Edit: I know it is anecdata but I do want to point out that there are counterexamples under specific circumstances (read when creating CRUD apps).

I just got into the job market (I studied for 8 years, 4 degrees, now graduated for good, did some serious jobs on the side).

So far I disagree. I have had 5 freelance gigs: two in iOS (couple of years ago), one as a web dev coding instructor for a year (1 to 2 years ago), one in React frontend (1.5 years ago) and now 1 as a full-stack/dev-ops/semi 'data scientist' person.

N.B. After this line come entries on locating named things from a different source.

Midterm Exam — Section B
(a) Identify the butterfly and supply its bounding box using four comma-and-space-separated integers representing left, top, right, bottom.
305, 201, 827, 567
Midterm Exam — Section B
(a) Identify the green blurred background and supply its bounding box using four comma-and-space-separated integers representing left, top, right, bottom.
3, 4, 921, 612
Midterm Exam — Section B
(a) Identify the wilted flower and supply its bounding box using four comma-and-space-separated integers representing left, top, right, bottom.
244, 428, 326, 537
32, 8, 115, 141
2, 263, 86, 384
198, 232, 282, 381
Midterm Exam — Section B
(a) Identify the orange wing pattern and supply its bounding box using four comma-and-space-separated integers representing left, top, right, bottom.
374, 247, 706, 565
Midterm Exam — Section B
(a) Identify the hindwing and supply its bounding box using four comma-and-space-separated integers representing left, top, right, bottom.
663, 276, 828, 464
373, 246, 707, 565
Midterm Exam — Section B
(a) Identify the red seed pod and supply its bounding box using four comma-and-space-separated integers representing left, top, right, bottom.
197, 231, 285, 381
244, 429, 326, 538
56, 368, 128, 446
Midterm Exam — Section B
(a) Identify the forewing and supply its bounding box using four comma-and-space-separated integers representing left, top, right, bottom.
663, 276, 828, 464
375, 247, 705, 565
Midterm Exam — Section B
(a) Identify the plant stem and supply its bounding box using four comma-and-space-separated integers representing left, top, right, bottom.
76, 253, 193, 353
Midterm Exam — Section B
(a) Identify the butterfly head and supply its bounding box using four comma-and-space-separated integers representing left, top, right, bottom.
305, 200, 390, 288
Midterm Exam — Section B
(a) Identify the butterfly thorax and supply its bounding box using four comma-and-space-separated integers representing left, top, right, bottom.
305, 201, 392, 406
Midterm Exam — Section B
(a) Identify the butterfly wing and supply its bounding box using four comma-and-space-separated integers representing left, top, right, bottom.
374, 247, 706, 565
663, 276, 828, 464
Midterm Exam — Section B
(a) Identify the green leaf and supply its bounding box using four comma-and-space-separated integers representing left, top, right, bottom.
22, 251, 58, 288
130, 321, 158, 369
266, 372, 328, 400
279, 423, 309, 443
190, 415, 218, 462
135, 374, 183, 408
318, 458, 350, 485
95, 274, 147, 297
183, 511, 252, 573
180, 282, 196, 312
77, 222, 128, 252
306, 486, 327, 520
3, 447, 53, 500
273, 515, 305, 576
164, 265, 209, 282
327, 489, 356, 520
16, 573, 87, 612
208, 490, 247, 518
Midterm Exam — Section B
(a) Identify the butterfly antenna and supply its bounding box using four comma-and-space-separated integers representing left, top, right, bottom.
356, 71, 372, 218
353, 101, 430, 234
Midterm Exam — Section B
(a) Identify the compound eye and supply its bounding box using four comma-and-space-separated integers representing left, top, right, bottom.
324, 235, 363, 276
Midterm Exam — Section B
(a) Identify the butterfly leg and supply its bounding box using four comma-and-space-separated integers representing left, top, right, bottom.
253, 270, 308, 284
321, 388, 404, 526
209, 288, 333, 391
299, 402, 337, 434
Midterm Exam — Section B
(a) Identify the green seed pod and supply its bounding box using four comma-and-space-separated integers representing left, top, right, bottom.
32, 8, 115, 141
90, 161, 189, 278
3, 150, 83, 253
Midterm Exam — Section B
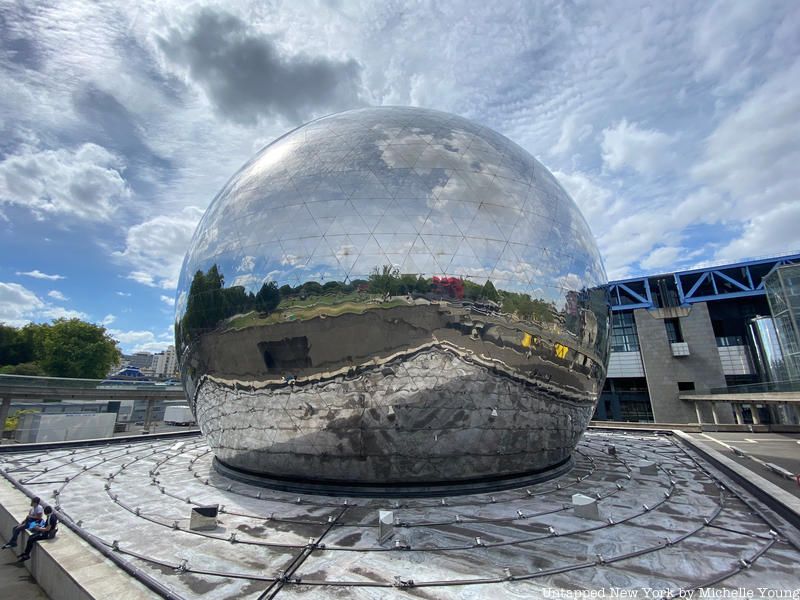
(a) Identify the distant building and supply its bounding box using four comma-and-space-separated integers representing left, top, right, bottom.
122, 352, 153, 371
151, 346, 178, 378
595, 255, 800, 423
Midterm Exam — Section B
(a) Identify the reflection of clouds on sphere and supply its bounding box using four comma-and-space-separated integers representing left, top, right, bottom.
176, 108, 607, 492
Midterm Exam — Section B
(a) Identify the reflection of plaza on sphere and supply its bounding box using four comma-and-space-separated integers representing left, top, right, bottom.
176, 108, 608, 484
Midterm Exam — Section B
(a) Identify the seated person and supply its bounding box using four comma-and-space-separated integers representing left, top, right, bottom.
17, 506, 58, 562
3, 497, 44, 549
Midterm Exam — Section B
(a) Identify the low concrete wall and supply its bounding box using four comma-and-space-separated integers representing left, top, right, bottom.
675, 430, 800, 548
0, 478, 159, 600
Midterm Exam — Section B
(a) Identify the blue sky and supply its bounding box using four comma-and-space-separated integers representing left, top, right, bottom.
0, 0, 800, 351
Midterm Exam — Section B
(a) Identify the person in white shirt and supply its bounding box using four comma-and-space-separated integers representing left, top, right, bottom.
3, 496, 44, 549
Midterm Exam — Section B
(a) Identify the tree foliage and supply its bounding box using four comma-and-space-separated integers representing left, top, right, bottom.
0, 319, 120, 379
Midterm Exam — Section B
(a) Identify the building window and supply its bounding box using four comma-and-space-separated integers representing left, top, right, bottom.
611, 311, 639, 352
664, 319, 683, 344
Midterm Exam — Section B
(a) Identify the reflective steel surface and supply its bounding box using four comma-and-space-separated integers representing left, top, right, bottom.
175, 108, 608, 484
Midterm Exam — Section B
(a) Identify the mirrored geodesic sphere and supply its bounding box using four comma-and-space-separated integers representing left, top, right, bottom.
175, 108, 608, 485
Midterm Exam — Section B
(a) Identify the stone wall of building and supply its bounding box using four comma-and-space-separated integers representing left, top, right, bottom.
634, 302, 733, 423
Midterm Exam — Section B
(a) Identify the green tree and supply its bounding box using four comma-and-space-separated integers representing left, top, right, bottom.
37, 319, 120, 379
481, 279, 500, 302
0, 362, 47, 375
369, 265, 400, 296
255, 281, 281, 313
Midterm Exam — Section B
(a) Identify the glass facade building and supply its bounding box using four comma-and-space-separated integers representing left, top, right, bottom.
175, 107, 609, 492
764, 265, 800, 381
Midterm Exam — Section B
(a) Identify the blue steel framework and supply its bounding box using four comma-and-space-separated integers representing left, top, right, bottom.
608, 254, 800, 311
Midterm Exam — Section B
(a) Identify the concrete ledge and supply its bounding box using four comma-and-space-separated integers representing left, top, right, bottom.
589, 421, 800, 433
675, 430, 800, 529
589, 421, 702, 433
0, 478, 159, 600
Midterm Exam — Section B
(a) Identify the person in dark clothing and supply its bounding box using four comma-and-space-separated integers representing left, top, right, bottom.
3, 497, 44, 550
17, 506, 58, 562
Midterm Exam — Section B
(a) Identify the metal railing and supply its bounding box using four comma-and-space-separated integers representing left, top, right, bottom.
0, 375, 182, 395
708, 380, 800, 394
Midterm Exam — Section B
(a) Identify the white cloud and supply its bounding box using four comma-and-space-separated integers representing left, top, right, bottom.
715, 202, 800, 261
0, 144, 130, 221
108, 329, 175, 353
550, 115, 594, 154
17, 269, 66, 281
692, 60, 800, 219
639, 246, 686, 270
601, 119, 674, 174
0, 282, 88, 327
113, 207, 203, 289
0, 282, 45, 326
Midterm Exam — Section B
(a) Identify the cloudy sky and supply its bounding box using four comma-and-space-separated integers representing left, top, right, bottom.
0, 0, 800, 351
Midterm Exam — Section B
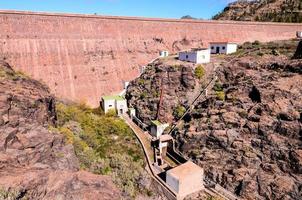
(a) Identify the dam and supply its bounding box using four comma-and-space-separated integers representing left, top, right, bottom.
0, 10, 302, 106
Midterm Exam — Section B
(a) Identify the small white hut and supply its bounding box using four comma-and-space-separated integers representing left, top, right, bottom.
166, 161, 204, 199
178, 48, 211, 64
102, 96, 128, 115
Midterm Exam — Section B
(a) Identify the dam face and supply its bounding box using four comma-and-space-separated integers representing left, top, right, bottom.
0, 11, 302, 106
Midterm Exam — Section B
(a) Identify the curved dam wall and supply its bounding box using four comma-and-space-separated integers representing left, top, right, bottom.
0, 11, 302, 106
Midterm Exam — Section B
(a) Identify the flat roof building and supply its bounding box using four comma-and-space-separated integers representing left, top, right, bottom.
166, 161, 204, 199
151, 120, 169, 138
210, 42, 238, 54
159, 51, 169, 57
102, 95, 128, 115
178, 48, 211, 64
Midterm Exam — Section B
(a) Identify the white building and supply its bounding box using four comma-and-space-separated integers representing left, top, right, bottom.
210, 42, 238, 54
178, 48, 211, 64
159, 51, 169, 57
151, 120, 169, 138
166, 161, 204, 199
102, 96, 128, 115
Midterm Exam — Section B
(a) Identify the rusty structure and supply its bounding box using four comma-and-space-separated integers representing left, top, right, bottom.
0, 11, 302, 106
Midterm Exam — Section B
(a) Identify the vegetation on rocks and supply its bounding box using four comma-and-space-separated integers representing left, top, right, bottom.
0, 188, 20, 200
52, 103, 146, 197
127, 40, 302, 200
213, 0, 302, 23
195, 65, 206, 79
173, 105, 186, 119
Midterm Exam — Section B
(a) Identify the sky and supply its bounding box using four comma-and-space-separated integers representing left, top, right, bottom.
0, 0, 236, 19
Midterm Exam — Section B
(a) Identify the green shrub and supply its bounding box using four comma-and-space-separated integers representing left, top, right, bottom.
55, 103, 145, 198
213, 81, 223, 92
173, 105, 186, 119
0, 188, 20, 200
140, 92, 148, 99
216, 91, 225, 101
106, 108, 117, 117
195, 65, 206, 79
138, 79, 145, 85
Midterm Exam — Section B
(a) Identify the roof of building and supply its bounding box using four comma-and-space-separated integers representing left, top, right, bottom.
210, 41, 237, 44
167, 161, 203, 179
179, 48, 209, 53
102, 95, 125, 101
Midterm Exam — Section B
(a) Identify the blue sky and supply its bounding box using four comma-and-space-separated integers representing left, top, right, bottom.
0, 0, 232, 19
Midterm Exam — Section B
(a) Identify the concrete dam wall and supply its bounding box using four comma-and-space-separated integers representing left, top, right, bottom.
0, 11, 302, 106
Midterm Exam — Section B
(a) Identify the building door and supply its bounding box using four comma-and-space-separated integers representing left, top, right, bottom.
216, 47, 220, 53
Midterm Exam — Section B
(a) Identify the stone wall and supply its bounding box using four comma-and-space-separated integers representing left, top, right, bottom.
0, 11, 302, 106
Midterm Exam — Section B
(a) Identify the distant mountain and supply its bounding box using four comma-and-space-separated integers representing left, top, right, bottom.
181, 15, 197, 19
213, 0, 302, 23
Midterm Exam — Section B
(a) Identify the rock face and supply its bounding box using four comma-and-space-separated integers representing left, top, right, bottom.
128, 55, 302, 200
213, 0, 302, 23
0, 62, 120, 199
0, 11, 302, 106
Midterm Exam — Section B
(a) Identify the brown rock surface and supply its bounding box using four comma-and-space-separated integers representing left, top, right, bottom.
0, 62, 120, 200
128, 51, 302, 200
0, 11, 302, 106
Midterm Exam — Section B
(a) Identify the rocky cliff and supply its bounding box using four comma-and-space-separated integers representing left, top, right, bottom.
0, 62, 120, 200
0, 11, 302, 106
127, 43, 302, 200
213, 0, 302, 23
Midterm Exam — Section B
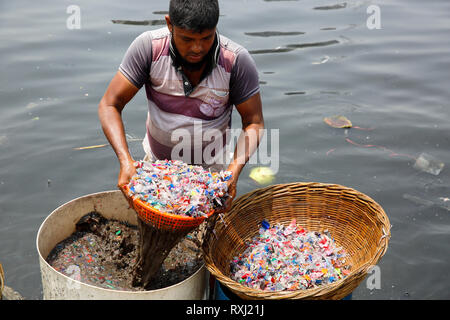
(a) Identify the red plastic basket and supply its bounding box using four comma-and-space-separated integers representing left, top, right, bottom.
122, 185, 214, 232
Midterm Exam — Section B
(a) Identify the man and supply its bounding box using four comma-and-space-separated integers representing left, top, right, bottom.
98, 0, 264, 209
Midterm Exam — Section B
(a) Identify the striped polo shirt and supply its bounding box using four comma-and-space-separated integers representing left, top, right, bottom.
119, 27, 259, 168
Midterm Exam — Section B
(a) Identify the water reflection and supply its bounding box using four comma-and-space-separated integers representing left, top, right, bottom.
244, 31, 305, 37
111, 20, 166, 26
313, 2, 347, 10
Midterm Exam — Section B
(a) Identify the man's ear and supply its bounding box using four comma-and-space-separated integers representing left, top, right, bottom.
165, 15, 173, 32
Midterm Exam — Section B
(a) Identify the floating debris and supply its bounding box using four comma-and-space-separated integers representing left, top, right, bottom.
249, 167, 275, 185
128, 160, 232, 217
413, 153, 444, 176
323, 116, 353, 128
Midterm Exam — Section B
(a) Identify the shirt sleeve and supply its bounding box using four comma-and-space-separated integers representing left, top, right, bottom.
119, 31, 152, 89
230, 48, 259, 106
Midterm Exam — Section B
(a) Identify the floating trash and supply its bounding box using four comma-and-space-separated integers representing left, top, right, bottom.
249, 167, 275, 185
323, 116, 353, 128
413, 153, 444, 176
312, 56, 330, 64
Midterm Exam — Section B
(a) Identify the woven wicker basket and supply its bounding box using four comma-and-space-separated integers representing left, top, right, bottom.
203, 182, 390, 299
123, 186, 214, 232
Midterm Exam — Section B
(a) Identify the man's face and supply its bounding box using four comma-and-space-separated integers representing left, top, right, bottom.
166, 16, 216, 64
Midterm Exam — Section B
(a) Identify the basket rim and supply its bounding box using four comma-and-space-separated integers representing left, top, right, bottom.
122, 185, 215, 222
203, 181, 391, 299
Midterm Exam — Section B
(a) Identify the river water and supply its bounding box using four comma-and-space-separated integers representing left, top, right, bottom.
0, 0, 450, 299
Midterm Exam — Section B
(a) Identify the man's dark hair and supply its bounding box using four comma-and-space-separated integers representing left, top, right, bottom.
169, 0, 219, 32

Computer science allows me to rise above the difficulties that I'm facing now since all I'm building are glorified CRUD apps. I am looking for a company that takes software engineering more seriously than this. Because of building glorified CRUD apps and some knowledge of soft skills + some git knowledge is all there is, then a computer science degree is overkill.

For comparison: I made iphone apps during courses in my CS degree, I disabled viruses, fiddled around with concolic execution, created a computer graphics engine, created a compiler(ish) an operating system(ish), learned UML, some software architecture.

How is this not enough for CRUD apps?

I’ll be curious to see what happens to the people who do have advanced degrees if a lot of the “traditional” jobs that require them today suddenly don’t. Will they be the next generation of PHB’s? Or will they just keep working the same jobs that they used to do? Will their pay go down as they do? Or will an entirely new sort of job emerge?